Colombia says it has found the shipwreck of a storied Spanish galleon that was sunk three centuries ago by the British in the Caribbean.
“This is the most valuable treasure that has been found in the history of humanity,” declared President Juan Manuel Santos on Saturday, speaking from the northern port city of Cartagena, close to where experts discovered the sunken treasure.
Treasure hunters spent decades attempting to find the ship, which led to the discovery of other sunken treasures.
The San Jose attacked in June 1708 near the Islas del Rosario, off Colombia’s Caribbean coast. British ships were attempting to take its cargo as part of the War of Spanish Succession.
The galleon on the main ship included gold, silver, and other valuable items from Spain’s American colonies to King Philip V.
To find the ship a group of Colombian and foreign researchers were brought in to consult. The group included veterans from the team who discovered the Titanic wreck in 1985. Participants examined winds and currents of the Caribbean 307 years ago, examining colonial archives to aid in their search.
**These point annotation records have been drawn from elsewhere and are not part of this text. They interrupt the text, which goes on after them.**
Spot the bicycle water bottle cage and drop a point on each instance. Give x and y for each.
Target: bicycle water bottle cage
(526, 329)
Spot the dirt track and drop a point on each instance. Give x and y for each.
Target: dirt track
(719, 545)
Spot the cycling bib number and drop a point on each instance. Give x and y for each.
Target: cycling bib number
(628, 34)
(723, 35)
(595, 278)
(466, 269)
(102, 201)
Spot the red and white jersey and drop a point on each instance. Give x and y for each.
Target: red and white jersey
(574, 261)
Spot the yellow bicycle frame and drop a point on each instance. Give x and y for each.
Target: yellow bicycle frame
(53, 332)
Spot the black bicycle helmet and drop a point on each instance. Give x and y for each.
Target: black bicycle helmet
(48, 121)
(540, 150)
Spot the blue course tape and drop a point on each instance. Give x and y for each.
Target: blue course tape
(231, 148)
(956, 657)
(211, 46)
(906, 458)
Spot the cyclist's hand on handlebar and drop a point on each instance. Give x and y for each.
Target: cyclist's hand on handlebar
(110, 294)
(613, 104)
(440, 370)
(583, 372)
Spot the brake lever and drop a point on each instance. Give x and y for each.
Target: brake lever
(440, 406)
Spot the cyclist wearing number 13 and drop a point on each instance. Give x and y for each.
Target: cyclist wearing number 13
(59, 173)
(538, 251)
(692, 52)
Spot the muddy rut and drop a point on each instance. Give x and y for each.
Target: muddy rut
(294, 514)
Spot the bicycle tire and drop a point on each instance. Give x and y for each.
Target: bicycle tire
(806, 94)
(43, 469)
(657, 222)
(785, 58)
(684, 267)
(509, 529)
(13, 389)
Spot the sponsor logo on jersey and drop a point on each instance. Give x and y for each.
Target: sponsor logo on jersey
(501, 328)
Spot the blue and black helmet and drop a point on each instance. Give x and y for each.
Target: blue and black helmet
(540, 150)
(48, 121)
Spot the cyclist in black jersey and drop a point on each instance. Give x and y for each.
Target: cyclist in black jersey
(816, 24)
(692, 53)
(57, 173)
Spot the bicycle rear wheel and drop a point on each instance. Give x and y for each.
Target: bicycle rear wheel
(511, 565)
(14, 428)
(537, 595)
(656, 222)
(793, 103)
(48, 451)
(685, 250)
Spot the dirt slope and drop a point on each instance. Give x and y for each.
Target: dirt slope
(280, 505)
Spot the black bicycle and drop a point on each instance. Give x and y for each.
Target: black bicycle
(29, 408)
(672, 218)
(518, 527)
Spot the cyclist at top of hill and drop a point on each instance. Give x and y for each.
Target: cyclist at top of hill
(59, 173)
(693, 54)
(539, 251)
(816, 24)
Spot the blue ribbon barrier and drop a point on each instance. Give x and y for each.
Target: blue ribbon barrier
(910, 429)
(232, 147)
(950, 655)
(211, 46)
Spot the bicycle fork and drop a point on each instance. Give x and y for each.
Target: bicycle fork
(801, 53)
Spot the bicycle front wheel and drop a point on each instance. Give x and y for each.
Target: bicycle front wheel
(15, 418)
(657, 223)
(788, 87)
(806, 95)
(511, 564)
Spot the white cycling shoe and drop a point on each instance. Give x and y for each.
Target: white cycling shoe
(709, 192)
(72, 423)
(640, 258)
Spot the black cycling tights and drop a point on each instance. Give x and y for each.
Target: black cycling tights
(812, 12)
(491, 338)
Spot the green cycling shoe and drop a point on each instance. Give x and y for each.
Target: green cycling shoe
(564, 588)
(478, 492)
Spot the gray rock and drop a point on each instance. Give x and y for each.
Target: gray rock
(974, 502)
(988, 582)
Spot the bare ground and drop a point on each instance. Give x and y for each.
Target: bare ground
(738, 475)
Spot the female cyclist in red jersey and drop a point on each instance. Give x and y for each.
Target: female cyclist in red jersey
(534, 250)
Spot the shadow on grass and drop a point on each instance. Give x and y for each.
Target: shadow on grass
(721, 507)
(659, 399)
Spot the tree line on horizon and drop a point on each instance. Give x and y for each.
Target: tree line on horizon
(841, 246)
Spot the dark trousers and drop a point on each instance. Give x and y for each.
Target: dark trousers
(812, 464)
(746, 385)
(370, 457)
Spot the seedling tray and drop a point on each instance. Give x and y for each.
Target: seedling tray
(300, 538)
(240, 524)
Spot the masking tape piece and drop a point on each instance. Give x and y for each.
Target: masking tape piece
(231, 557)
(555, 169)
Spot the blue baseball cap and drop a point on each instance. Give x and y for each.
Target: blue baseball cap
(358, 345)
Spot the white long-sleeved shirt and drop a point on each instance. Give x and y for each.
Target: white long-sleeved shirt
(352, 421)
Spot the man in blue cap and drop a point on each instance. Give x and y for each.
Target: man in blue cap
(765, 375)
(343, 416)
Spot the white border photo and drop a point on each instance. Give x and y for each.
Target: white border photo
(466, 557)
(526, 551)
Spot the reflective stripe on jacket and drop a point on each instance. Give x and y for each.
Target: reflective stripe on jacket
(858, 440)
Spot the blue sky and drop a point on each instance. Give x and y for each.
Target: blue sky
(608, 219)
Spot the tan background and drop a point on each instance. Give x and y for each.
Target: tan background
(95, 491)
Experts say they discovered the San Jose on November 27 “in a place never before referenced by previous research.”
They recognized the ship because it was carrying unique bronze cannons with engraved dolphins.
“The amount and type of the material leave no doubt of the identity” of the shipwreck, said Ernesto Montenegro, head of the Colombian Institute of Anthropology and History.
It is believed that upwards of 1,000 shipwrecks could line the floor of the Caribbean coast of Colombia. Only between six and 10 sunken ships had large treasure cargos.